# North Ga club



## HardCoreHunter (Feb 6, 2005)

Bartow, Cherokee, Pickens club 5800 acres $450.  Take a look at our site.  If you have any questions please let me know.  http://etowah.50megs.com/


----------



## HardCoreHunter (Feb 8, 2005)

Bump


----------



## HardCoreHunter (Feb 12, 2005)

Ttt


----------



## HardCoreHunter (Feb 20, 2005)

ttt


----------



## jhoughton (Feb 21, 2005)

*Quail?*

Does the lease allow quail hunting?  I would be releasing pen birds...


----------



## HMwolfpup (Feb 21, 2005)

jhoughton said:
			
		

> Does the lease allow quail hunting?  I would be releasing pen birds...

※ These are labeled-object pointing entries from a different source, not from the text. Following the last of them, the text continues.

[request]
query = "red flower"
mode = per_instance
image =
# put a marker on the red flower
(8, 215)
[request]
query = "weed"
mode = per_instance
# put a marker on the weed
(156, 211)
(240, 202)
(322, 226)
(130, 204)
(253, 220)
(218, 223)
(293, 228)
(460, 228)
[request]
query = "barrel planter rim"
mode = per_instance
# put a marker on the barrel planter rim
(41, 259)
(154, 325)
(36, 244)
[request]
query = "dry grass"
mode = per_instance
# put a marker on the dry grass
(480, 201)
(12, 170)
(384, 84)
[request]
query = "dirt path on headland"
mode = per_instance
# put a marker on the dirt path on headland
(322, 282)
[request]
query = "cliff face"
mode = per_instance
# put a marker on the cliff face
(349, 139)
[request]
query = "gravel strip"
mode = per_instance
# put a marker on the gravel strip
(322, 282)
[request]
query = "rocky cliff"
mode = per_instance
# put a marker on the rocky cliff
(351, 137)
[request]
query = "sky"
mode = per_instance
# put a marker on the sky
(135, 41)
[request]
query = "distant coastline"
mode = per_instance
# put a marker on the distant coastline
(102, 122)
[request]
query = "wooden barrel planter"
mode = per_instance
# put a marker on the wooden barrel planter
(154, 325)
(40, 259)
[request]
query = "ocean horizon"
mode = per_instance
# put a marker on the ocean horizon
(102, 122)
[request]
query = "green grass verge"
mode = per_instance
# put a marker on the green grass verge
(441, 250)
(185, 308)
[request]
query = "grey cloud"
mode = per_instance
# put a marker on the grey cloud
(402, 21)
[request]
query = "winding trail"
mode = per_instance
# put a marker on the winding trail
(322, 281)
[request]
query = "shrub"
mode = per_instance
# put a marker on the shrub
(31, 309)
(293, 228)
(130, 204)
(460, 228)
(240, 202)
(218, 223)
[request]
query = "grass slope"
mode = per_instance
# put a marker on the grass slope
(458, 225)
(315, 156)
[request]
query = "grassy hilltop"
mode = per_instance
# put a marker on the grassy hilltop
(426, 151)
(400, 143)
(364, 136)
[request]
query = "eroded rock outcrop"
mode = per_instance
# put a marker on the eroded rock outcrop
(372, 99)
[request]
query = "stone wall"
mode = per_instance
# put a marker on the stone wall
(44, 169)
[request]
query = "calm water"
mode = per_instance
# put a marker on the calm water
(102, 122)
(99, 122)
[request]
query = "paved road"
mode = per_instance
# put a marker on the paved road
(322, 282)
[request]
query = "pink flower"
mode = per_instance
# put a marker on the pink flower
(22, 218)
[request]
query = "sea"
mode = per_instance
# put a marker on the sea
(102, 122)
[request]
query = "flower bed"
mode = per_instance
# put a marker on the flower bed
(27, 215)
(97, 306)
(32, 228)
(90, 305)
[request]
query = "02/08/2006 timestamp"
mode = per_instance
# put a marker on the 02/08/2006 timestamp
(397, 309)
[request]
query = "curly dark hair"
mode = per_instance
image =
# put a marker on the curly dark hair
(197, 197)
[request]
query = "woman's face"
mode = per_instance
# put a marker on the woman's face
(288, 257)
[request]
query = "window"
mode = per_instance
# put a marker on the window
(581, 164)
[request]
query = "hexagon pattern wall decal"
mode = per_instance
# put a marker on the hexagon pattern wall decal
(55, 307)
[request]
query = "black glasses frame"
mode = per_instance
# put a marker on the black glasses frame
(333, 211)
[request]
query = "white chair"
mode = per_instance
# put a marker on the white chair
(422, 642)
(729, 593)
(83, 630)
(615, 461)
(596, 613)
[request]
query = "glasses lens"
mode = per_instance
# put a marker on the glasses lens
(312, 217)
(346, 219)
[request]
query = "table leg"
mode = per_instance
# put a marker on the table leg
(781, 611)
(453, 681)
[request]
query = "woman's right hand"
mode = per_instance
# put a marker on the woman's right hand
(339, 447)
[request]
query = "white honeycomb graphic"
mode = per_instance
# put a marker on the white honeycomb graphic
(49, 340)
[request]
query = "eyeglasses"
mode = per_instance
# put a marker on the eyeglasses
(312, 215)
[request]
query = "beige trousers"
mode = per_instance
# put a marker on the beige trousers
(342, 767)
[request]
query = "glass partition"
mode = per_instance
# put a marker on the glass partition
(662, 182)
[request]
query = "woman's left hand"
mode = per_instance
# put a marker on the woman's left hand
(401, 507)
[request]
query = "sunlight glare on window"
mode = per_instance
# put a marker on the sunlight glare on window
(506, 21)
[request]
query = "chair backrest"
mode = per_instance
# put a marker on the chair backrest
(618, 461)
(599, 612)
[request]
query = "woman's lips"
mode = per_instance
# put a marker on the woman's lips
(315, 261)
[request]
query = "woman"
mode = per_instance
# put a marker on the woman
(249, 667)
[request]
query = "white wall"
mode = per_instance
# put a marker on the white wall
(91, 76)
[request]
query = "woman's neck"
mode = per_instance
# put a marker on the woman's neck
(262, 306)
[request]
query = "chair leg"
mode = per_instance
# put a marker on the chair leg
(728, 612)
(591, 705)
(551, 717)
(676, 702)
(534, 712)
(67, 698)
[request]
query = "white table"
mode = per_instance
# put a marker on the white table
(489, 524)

I hope so becaue i'm a member and I was quail hunting yesterday....there's not actually anything in the rules against it...the main thing is they don't want dogs running deer, but I don't think that's a problem with bird dogs too much though.


----------



## HardCoreHunter (Feb 21, 2005)

Quail hunting is allowed.  From the sounds of it Quail hunting is good at ESC also.  Wolfpup is the only person I have seen hunt quail in my six years at the club and he got enough for dinner.


----------



## HMwolfpup (Feb 21, 2005)

shoot, I fed me, my roommate and had leftovers (one breast and a leg/thigh) and neither one of us are what you would call small


----------



## pej5ga (Feb 23, 2005)

Hardcore, Do you have three openings for the 2005 season? If so we would like to see about visiting the property. Thanks!


----------



## HardCoreHunter (Feb 23, 2005)

Yes there are openings.  I will send you a PM.


----------



## olroy (Feb 24, 2005)

*dogs*

what are the rules for coon and squirrel dogs?
are they allowed during deer season?


----------



## HardCoreHunter (Feb 24, 2005)

All hunting with dogs is ok except coon hunting.  I don't know why coon hunting isn't allowed.


----------



## SKYNYRD (Feb 27, 2005)

How many members total do you carry?


----------



## HardCoreHunter (Feb 27, 2005)

135 including guests on 5800 acres.


----------



## HardCoreHunter (Mar 6, 2005)

We are selling out fast.  All guest memberships are gone, and there are about 30 regular memberships left.


----------



## HardCoreHunter (Mar 17, 2005)

bump


----------



## HardCoreHunter (Mar 29, 2005)

we are down to 15 memberships.  My guess is over the next two weekends we will sell out. So if you are interested time is running out.


----------



## Killer (Mar 31, 2005)

How many total members are there? And have you had any bucks in the last 2 or 3 years that would at least score 130?


----------



## BassWorm (Apr 8, 2005)

I just heard from HCH on the club board that there are now 12 memberships left.


----------